6. The application according to claim 5, characterized in that: The formula for corn solid-state fermentation medium is: 20±5 g dried corn grits, 30±5 mL water; the formula for potato solid-state fermentation medium is: 20±5 g dry potato, 30±5 mL water; the formula for corn grits solid-state fermentation medium is: 20±5 g corn grits, 30±5 mL water; the formula for rice solid-state fermentation medium is: 20±5 g rice, 30±5 mL water.

7. The application according to claim 3, characterized in that: The fermentation conditions in step (2) are 28℃~37℃ for 30~40 days.
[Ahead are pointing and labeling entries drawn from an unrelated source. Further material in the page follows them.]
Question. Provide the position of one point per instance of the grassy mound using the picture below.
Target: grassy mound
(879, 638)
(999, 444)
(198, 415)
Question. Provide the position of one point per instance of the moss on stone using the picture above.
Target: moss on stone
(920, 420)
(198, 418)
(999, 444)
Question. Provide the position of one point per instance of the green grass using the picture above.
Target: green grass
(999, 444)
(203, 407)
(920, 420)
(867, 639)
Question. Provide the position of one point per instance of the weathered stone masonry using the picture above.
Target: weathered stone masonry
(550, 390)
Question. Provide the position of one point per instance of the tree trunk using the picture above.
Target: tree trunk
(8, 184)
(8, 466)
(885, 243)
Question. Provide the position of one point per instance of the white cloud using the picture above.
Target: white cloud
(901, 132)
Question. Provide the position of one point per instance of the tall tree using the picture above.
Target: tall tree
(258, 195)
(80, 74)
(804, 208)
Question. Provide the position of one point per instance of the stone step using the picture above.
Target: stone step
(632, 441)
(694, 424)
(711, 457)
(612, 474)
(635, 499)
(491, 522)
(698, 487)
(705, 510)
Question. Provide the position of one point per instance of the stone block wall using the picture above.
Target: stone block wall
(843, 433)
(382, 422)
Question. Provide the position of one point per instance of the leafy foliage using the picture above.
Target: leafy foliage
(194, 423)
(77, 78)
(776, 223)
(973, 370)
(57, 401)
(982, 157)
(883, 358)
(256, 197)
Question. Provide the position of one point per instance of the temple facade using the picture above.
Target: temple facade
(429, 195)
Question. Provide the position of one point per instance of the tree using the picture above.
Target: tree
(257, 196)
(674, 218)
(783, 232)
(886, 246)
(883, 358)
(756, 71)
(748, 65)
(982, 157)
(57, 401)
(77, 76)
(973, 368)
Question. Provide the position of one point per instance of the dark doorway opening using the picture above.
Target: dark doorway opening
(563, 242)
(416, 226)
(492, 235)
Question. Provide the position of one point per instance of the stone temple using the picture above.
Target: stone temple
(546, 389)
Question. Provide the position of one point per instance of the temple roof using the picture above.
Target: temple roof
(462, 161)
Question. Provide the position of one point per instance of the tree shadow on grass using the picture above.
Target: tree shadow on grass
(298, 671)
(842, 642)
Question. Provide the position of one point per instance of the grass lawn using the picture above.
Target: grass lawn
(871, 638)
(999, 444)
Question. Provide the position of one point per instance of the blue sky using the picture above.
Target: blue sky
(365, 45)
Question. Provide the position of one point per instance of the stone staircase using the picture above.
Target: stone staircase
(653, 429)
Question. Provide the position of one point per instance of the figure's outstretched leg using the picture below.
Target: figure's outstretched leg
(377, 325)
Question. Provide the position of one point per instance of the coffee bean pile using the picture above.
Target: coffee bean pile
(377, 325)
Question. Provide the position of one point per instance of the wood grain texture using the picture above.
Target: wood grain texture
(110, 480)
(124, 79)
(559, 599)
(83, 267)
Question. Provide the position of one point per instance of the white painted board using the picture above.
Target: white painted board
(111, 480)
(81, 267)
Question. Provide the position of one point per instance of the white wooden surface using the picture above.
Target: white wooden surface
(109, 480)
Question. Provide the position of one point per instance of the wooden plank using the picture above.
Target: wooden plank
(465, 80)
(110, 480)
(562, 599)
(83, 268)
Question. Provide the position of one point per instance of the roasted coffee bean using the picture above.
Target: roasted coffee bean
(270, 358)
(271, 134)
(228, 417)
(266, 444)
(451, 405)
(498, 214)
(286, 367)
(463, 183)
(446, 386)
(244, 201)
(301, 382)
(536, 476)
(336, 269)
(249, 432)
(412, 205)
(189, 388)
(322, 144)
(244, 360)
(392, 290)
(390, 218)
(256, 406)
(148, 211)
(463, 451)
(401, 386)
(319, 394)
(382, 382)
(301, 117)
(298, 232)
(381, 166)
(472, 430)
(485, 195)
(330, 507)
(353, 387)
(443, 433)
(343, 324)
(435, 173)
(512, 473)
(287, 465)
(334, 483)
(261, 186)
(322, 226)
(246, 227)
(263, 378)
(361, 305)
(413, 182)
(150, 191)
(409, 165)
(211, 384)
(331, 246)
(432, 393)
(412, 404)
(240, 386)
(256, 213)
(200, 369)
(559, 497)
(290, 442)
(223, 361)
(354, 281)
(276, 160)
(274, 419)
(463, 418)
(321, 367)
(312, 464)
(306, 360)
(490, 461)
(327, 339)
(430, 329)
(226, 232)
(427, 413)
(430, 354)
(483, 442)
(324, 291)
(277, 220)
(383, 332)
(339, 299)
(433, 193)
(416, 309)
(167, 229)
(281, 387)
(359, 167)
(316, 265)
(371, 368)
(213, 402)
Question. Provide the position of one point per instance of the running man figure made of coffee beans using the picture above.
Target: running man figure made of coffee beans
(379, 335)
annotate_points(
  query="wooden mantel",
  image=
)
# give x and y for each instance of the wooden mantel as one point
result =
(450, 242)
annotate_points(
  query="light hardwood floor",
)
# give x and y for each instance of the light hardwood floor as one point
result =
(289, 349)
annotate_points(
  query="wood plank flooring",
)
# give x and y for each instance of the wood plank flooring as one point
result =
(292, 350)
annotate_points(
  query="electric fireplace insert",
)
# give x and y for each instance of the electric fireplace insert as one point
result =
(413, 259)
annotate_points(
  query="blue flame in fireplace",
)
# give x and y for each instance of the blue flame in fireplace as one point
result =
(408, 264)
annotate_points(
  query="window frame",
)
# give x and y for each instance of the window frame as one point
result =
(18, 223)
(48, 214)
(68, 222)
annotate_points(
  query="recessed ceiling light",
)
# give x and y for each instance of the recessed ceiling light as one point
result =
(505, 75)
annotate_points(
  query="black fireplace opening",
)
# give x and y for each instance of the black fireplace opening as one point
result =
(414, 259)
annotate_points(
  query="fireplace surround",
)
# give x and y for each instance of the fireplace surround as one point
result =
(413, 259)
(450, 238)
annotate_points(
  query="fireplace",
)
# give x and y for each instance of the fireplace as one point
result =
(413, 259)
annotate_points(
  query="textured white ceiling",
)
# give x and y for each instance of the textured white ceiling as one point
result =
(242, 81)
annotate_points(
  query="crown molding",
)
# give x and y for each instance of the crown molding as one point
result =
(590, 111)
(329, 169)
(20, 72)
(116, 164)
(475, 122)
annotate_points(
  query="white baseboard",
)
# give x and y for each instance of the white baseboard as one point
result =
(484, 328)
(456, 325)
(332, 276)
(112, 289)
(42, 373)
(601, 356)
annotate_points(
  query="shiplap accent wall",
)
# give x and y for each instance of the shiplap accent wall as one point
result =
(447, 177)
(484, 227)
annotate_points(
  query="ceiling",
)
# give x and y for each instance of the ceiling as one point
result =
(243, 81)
8. The application according to claim 3, characterized in that: The concentration method in step (4) is rotary evaporation.

9. The application according to claim 3, characterized in that: In step (5), the eluent for gel column chromatography is methanol, and the gel column used is Sephadex LH-20.

10. The application according to claim 3, characterized in that: In step (6), high performance liquid chromatography uses a reversed-phase C18 column and gradient elution with acetonitrile as phase A and water as phase B. The elution program is as follows: 0~5 min: 5% A; 5~20 min: 30% A; 20~35 min: 70% A; 35~40 min: 95% A; detection wavelength is 241 nm.